Software & Data Management

Control and data acquisition are managed via Jianhu’s proprietary TestMaster™ v4.2 software, installed on an embedded industrial PC running Windows IoT Enterprise. The interface supports ISO/IEC 17025-compliant audit trails, user role-based access (admin/operator/viewer), and encrypted local storage of all test logs—including timestamped temperature profiles, pump pressure curves, and door-open event records. Raw data exports to CSV, XML, or PDF formats; optional OPC UA server enables seamless integration into MES platforms (e.g., Siemens Opcenter, Rockwell FactoryTalk). Software-defined test sequences allow multi-step shock profiles with conditional branching (e.g., “if ΔT > 80 °C within 15 s, initiate 30-min soak”), supporting both pre-validated standard methods and customer-specific qualification protocols. All firmware updates undergo version-controlled release testing and include rollback capability.

Applications

This chamber serves critical validation roles across sectors where dimensional scale and thermal transience jointly govern failure modes. In electric vehicle development, it subjects full-format traction battery enclosures to simulated flood immersion followed by rapid heating—replicating post-crash thermal runaway initiation pathways. Aerospace suppliers use it to verify sealant adhesion and composite matrix integrity in wing leading-edge assemblies subjected to de-icing fluid shock. Renewable energy manufacturers validate offshore wind turbine pitch-control housings against North Sea winter conditions. Industrial automation firms qualify large-format servo drives for semiconductor fab tooling applications requiring IP67-rated thermal resilience. Academic research groups employ it in materials science studies of interfacial fracture mechanics under cyclic cryo-thermal loading, with documented use at Tsinghua University and Harbin Institute of Technology.

FAQ

What is the maximum specimen weight supported without compromising thermal uniformity?

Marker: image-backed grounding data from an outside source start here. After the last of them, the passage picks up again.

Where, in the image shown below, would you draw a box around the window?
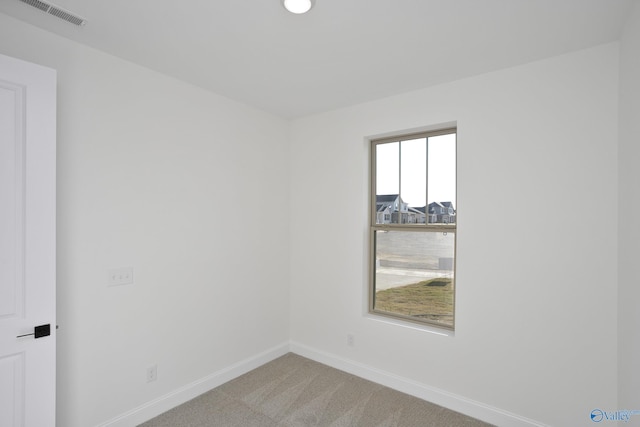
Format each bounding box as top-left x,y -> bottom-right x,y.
370,128 -> 456,329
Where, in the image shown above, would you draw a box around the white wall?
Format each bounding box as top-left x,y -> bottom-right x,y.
289,43 -> 620,426
0,13 -> 291,427
618,0 -> 640,411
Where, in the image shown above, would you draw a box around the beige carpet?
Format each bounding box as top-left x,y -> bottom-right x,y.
139,353 -> 493,427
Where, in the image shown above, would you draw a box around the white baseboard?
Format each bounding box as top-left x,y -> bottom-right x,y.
289,341 -> 548,427
97,341 -> 545,427
97,342 -> 290,427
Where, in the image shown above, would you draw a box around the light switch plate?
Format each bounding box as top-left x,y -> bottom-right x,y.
108,267 -> 134,286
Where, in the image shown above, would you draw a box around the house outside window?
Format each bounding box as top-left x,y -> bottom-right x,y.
370,128 -> 456,329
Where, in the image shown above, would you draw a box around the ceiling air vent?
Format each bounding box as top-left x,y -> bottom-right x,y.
18,0 -> 86,26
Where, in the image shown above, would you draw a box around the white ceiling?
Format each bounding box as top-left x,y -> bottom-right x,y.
0,0 -> 634,118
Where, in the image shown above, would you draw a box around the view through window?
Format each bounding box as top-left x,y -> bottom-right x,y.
370,128 -> 456,329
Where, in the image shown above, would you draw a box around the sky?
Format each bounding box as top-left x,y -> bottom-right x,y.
376,133 -> 456,209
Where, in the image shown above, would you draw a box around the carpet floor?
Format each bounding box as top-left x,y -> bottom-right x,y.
139,353 -> 493,427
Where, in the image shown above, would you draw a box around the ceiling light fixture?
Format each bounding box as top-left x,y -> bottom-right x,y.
283,0 -> 315,14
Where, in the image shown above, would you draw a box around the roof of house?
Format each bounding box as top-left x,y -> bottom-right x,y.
376,194 -> 399,203
428,201 -> 455,209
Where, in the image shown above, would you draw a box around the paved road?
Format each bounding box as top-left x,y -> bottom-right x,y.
375,267 -> 453,290
375,231 -> 455,290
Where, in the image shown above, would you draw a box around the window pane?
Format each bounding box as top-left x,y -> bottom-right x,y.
427,133 -> 456,224
375,142 -> 399,224
400,138 -> 426,224
374,230 -> 455,328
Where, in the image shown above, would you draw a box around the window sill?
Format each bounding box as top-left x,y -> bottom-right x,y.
365,312 -> 455,337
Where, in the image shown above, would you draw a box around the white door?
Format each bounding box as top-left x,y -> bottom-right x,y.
0,53 -> 56,427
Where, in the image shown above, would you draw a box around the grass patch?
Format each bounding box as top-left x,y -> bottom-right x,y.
375,278 -> 453,325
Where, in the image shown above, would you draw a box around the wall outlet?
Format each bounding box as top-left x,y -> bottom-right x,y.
146,364 -> 157,383
347,334 -> 355,347
108,267 -> 134,286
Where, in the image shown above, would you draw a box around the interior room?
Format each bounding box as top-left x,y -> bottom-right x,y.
0,0 -> 638,425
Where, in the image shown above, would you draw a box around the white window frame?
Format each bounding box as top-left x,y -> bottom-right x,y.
369,127 -> 457,330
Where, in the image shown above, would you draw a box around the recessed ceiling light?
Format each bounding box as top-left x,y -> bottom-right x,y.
283,0 -> 315,14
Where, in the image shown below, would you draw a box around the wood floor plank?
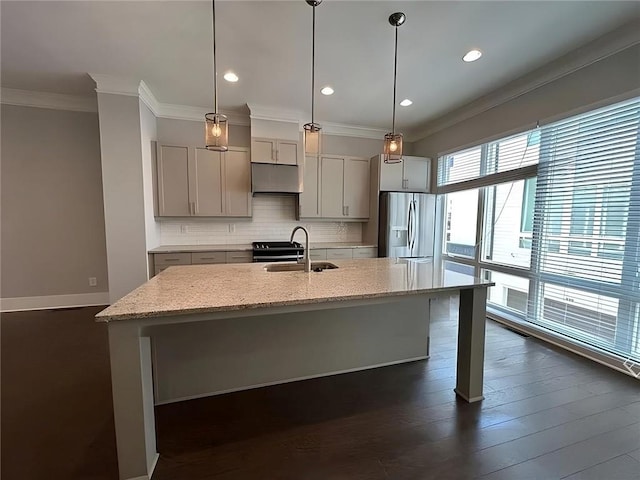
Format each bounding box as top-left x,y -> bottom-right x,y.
478,422 -> 640,479
562,454 -> 640,480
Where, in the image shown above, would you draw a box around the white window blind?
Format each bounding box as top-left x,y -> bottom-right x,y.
438,130 -> 540,188
530,97 -> 640,361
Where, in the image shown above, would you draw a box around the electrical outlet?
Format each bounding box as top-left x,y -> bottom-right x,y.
180,225 -> 188,234
88,277 -> 97,287
229,224 -> 236,233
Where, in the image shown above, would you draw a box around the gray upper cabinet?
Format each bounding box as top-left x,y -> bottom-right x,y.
300,155 -> 370,220
157,145 -> 191,216
193,148 -> 223,216
320,157 -> 345,218
378,155 -> 431,193
251,137 -> 299,165
224,149 -> 252,217
156,144 -> 251,217
343,158 -> 370,218
299,155 -> 320,217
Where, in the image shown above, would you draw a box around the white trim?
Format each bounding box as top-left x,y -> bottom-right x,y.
123,453 -> 158,480
0,292 -> 110,313
453,389 -> 484,403
0,88 -> 97,113
322,121 -> 387,140
137,80 -> 160,116
156,102 -> 250,126
154,355 -> 428,405
247,103 -> 302,124
411,21 -> 640,141
90,73 -> 140,96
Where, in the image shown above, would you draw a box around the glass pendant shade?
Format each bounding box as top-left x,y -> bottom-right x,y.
304,122 -> 322,155
205,113 -> 228,151
383,132 -> 403,164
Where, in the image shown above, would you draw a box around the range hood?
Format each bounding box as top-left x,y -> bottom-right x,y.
251,163 -> 302,194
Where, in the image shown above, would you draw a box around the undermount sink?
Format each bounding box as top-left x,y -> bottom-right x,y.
264,262 -> 339,273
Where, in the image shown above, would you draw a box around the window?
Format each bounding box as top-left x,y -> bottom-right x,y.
444,189 -> 479,258
438,96 -> 640,364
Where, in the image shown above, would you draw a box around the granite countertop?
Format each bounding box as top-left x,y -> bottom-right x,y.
96,258 -> 492,322
149,242 -> 377,253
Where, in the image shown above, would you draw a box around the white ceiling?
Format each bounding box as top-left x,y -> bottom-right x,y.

Standard configurations maintain ±2 °C uniformity across the working volume for loads up to 300 kg. Custom reinforcement packages are available for 500 kg capacity.

Can the system be integrated into an existing factory automation network?

Yes—OPC UA, Modbus TCP, and Ethernet/IP communication protocols are supported out-of-the-box; hardware I/O terminals enable direct PLC interfacing.

Is calibration documentation provided with shipment?

Each unit ships with a factory calibration certificate covering temperature sensors, pressure transducers, and timer accuracy, traceable to CNAS-accredited laboratories.

Does the chamber meet any international safety standards?

Components comply with IEC 61000-6-2 (EMC immunity) and IEC 61000-6-4 (EMC emissions); full-system safety evaluation follows GB/T 5226.1 (equivalent to EN 60204-1).

What maintenance intervals are recommended for long-term reliability?

Compressor oil and refrigerant filter replacement every 18 months; annual verification of sensor drift and door gasket compression set; biannual inspection of hydraulic line integrity.